Catalog Description of 

Machu Picchu

Digital Edition

by
Michael Andrews

 

Machu Picchu, Cusco, Sacsahuman, Incas, the Altaplana. 1976

 

202 11x14 inch pages of text integrated with 124 photographic elements and printed on 190 gram, Bright White Eclipse, a 100% rag, archival paper.  There are a total of 24 separate photographic pigment prints printed on 300 gram, Bright White Eclipse. Each print is numbered and signed by the author.

 

The edition is loose leaf in linen binding with the cover image in a recessed window.

 

The standard slipcase is made of various woods: Pine, Fir, Redwood, Cedar, Poplar For an additional $50.00  Oak, Mahogany or Maple may be ordered. For an additional $100.00 Rosewood, Teak, Walnut, Cherry, Padouk or Cocobolo may be ordered. The window is clear lucite. Individual prints are available in various sizes.

 

In early 1976, my friend Art and I traveled to Peru just  to see the Southern Cross and to become the living symbols of capitalistic  entrepreneurs, drug smugglers. I believed then, and believe now, that  the Law is merely an instrument to sanctify the crimes of the powerful  and to suppress the aspirations of the less privileged. All we learned  was that smuggling was a sucker's bet. The police do not play fair;  they cheat. They imprison the innocent in order to confiscate a camera  and to pad the statistics. They extort payment from the criminals  to permit them both to remain in the business of bleeding honest citizens  to death.
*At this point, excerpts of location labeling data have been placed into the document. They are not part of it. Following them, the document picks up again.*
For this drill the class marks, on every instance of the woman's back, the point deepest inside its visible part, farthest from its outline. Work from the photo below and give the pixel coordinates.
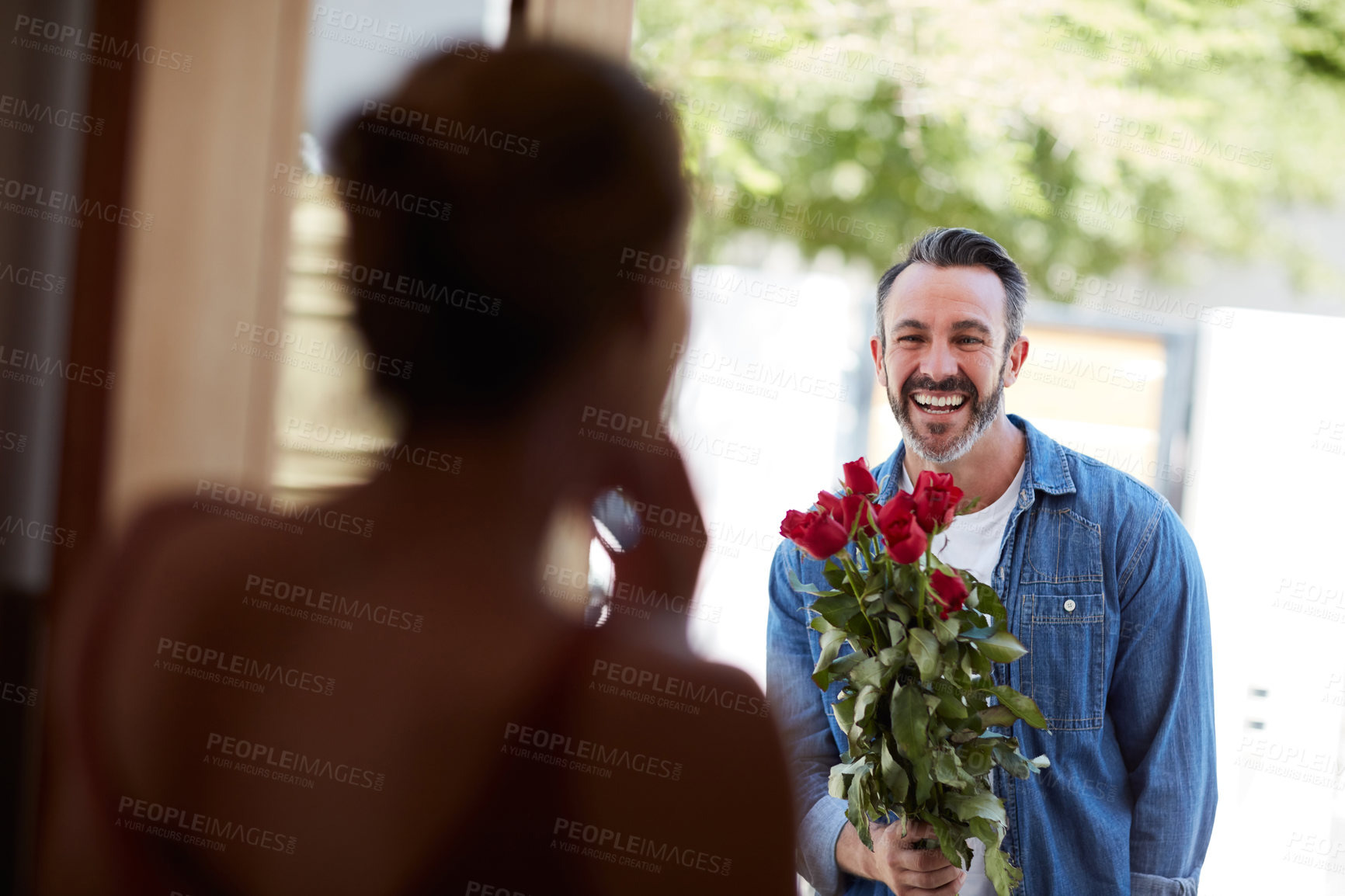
(381, 728)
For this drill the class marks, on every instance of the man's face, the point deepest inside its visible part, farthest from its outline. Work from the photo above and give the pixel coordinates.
(944, 365)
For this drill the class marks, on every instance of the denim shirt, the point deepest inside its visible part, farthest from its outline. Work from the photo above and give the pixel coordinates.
(1102, 584)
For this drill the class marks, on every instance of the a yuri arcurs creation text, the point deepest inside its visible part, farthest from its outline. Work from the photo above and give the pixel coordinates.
(918, 699)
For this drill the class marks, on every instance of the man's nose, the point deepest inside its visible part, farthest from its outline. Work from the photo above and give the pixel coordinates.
(939, 362)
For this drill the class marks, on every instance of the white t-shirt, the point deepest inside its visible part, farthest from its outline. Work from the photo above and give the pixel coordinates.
(971, 543)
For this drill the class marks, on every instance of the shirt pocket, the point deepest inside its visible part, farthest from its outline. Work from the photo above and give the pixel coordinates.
(1065, 658)
(1063, 615)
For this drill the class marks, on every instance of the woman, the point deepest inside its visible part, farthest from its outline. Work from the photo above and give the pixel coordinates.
(246, 710)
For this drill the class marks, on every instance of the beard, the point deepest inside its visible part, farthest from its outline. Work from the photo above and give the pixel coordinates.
(944, 451)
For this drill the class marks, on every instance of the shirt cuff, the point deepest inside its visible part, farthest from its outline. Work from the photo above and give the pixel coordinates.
(817, 857)
(1156, 886)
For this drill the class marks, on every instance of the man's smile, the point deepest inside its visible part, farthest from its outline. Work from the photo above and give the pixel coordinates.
(939, 404)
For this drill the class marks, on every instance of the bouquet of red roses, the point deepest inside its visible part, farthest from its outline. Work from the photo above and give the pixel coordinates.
(918, 701)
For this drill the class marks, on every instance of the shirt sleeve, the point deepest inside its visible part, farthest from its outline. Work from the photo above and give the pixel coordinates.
(801, 716)
(1161, 704)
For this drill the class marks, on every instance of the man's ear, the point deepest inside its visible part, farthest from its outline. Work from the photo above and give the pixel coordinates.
(878, 367)
(1017, 357)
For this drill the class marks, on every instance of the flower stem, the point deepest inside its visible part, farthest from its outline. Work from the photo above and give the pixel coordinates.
(924, 587)
(852, 572)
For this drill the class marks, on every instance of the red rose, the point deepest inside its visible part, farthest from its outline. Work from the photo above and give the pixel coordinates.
(858, 479)
(898, 523)
(845, 510)
(937, 499)
(815, 532)
(832, 505)
(948, 592)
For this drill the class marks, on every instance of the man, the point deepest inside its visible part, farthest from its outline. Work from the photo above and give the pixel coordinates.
(1100, 583)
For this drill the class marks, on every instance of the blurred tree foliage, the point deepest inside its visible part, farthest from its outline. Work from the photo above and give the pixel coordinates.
(1083, 136)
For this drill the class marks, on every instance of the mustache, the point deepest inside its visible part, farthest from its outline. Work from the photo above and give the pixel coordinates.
(947, 384)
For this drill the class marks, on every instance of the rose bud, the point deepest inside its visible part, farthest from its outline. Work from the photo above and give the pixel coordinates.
(950, 592)
(845, 510)
(898, 523)
(832, 505)
(815, 532)
(937, 499)
(858, 479)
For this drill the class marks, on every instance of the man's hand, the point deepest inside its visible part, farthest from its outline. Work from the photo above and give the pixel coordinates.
(908, 872)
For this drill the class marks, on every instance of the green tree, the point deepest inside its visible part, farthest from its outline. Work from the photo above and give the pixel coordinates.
(1122, 132)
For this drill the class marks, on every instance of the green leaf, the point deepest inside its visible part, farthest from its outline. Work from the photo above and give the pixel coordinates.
(830, 641)
(988, 602)
(837, 783)
(924, 650)
(864, 707)
(843, 712)
(868, 673)
(857, 807)
(798, 584)
(909, 721)
(836, 609)
(922, 771)
(953, 839)
(944, 630)
(951, 708)
(982, 805)
(1003, 648)
(997, 714)
(947, 769)
(1001, 872)
(1021, 705)
(893, 775)
(1012, 762)
(834, 575)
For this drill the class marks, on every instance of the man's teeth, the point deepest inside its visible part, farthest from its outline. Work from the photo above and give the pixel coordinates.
(933, 401)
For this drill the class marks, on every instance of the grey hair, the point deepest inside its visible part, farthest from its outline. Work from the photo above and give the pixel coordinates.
(955, 248)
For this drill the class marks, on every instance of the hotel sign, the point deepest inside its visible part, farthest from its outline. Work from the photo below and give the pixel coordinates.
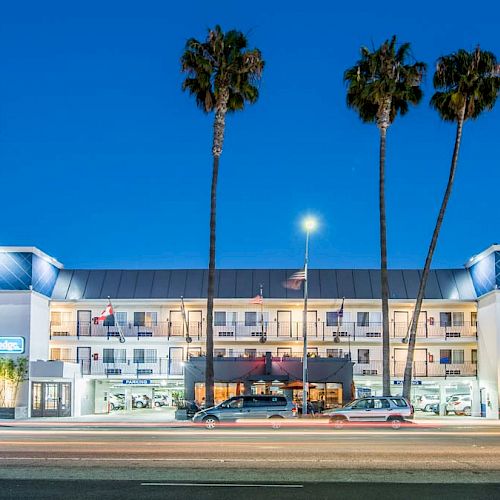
(136, 382)
(11, 345)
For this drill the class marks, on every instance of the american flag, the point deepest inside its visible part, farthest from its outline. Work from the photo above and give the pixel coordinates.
(294, 282)
(258, 299)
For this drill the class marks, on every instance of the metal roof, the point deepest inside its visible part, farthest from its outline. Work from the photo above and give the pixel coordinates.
(447, 284)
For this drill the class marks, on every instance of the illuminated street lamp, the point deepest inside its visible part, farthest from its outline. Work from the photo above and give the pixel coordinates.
(309, 224)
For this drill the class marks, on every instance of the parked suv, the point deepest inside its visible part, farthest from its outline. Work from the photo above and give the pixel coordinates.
(460, 404)
(426, 402)
(393, 409)
(248, 407)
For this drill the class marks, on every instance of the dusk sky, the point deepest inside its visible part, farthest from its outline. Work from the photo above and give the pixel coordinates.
(105, 162)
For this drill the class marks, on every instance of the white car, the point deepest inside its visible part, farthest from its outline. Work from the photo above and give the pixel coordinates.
(393, 409)
(426, 402)
(460, 404)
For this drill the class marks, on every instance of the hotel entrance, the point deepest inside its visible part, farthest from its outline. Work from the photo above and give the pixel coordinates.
(51, 399)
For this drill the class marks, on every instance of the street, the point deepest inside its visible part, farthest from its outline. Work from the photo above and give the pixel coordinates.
(42, 461)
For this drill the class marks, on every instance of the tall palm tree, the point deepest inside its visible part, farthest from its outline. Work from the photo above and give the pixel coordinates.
(222, 75)
(381, 85)
(466, 83)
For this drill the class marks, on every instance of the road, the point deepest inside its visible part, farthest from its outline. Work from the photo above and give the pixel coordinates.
(314, 461)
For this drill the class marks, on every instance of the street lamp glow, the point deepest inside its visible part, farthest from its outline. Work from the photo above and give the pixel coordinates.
(310, 224)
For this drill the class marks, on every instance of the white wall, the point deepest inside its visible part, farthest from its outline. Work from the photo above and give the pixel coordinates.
(489, 350)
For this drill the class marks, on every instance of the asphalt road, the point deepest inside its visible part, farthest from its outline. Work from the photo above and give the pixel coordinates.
(313, 462)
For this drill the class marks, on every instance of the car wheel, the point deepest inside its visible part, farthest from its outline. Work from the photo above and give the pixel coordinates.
(396, 422)
(210, 422)
(276, 421)
(338, 423)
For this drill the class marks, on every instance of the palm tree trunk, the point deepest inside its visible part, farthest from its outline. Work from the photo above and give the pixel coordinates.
(386, 376)
(428, 260)
(218, 140)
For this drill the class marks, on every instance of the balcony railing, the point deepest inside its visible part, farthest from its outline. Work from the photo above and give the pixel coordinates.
(420, 369)
(174, 366)
(274, 330)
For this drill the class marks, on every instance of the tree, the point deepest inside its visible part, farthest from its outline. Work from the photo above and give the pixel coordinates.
(381, 85)
(467, 84)
(222, 75)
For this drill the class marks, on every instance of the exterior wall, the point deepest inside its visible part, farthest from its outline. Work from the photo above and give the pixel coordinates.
(489, 352)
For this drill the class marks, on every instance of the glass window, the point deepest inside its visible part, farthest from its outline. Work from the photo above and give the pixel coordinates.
(363, 319)
(444, 319)
(363, 356)
(333, 319)
(250, 318)
(458, 356)
(474, 356)
(219, 318)
(457, 319)
(473, 318)
(335, 353)
(236, 403)
(445, 356)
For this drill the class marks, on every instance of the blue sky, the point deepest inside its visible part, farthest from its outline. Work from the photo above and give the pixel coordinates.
(106, 163)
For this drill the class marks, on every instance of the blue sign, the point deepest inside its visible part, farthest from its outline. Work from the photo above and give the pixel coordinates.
(136, 382)
(11, 345)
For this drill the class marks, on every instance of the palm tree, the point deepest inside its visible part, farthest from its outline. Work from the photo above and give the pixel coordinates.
(381, 85)
(466, 83)
(222, 73)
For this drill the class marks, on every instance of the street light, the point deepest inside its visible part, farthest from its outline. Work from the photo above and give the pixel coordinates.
(309, 224)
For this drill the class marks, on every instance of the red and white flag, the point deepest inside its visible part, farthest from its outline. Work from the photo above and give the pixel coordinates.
(258, 299)
(294, 282)
(107, 312)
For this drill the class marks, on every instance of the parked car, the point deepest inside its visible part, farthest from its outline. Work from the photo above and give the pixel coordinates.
(275, 408)
(460, 404)
(142, 401)
(116, 402)
(393, 409)
(425, 402)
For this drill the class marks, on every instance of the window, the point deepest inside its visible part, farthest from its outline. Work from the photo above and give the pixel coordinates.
(114, 355)
(378, 404)
(333, 319)
(250, 319)
(144, 355)
(451, 319)
(445, 356)
(363, 319)
(219, 318)
(58, 318)
(60, 354)
(473, 318)
(473, 354)
(457, 356)
(335, 353)
(363, 356)
(145, 318)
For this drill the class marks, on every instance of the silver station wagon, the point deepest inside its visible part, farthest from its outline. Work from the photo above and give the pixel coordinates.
(394, 409)
(275, 408)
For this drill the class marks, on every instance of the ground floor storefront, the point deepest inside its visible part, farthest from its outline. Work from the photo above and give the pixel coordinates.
(434, 397)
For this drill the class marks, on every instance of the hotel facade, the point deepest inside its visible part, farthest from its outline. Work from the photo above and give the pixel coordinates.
(149, 350)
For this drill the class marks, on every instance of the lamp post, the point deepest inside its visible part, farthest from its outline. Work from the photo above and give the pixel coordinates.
(309, 225)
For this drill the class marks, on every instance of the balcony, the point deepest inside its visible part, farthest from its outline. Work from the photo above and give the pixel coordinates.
(420, 369)
(274, 331)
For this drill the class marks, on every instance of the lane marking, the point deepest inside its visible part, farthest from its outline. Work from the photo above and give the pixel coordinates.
(226, 485)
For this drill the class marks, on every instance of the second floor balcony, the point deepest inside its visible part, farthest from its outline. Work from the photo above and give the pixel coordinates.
(273, 330)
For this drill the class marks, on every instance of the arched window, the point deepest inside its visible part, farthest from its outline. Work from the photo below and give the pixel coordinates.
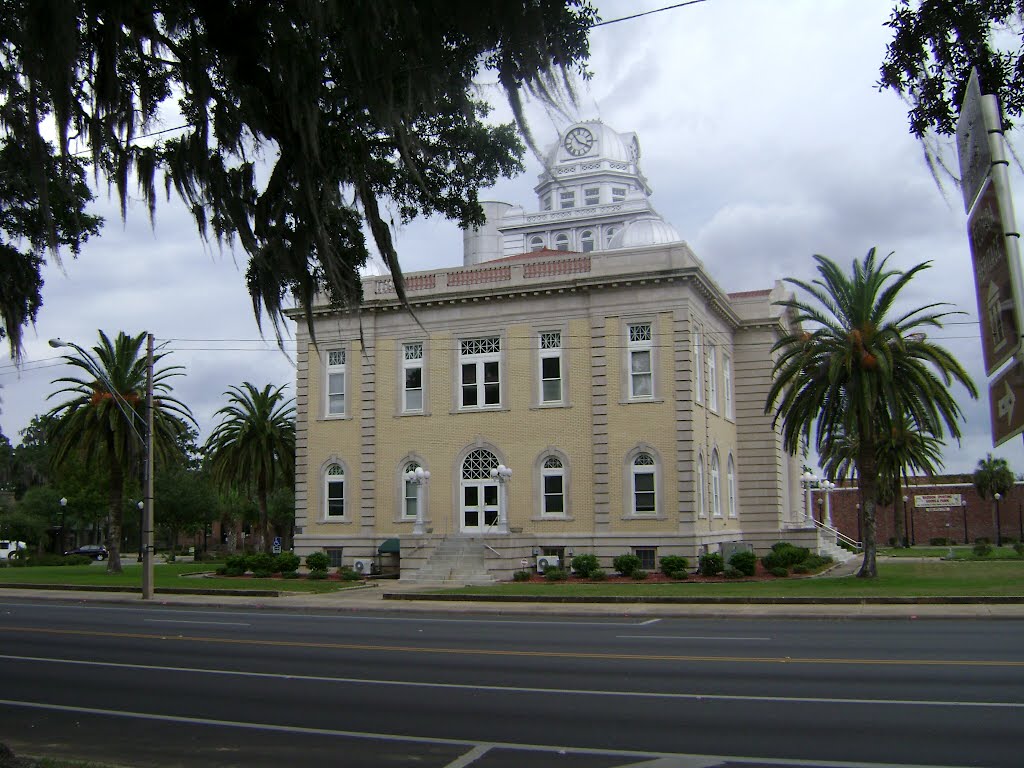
(334, 492)
(553, 487)
(730, 487)
(701, 489)
(644, 484)
(716, 488)
(587, 241)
Dylan was right, "To live outside the law you must be honest."  I might add that to live within the law one must be either a sacker  of cities or an impotent victim.    

So I opted to take my chances as a sheep among the wolves.  It is better to risk having your heart tore out and devoured than  it is to sell it for something as petty as money. I might add that  while it is ethically unsupportable to be a rapist and robber baron,  poverty is degrading.     Aside from the cheap education, it was the journey that  mattered. We traveled from Los Angeles to the terrors of the Lima  slums, to the whores, pimps, narcs, cocaine, fear, bad food, hotel  fires and on to the Andes, to Cusco, the fortress of Sacsahuaman, down the river Urubamba to Machu Picchu, the Incas, the stone walls,  mountains and condors.    

The Inca empire and its destruction become a metaphor for man as the victim of the cultures he creates and of his momentary escapes. We went higher, onto the Altaplana, Lake Titicaca, Bolivia, ancient Tihuanaca, La Paz and to the psychic rape of humanity by governments, police, law, and war. Finally, we returned to Los Angeles.    

Peru is one of those places, like India, where you can find everything at once: urban landscapes, the desert, the sea, the Andes, archaeological ruins, jungle, forest, Indians, dirt paths and jet-liners.    

It is worth it all just to sit on the Malacon in Lima and eat a bowl of Cevice, or to sit on the peak of Machu Picchu and watch the clouds march over the Andes.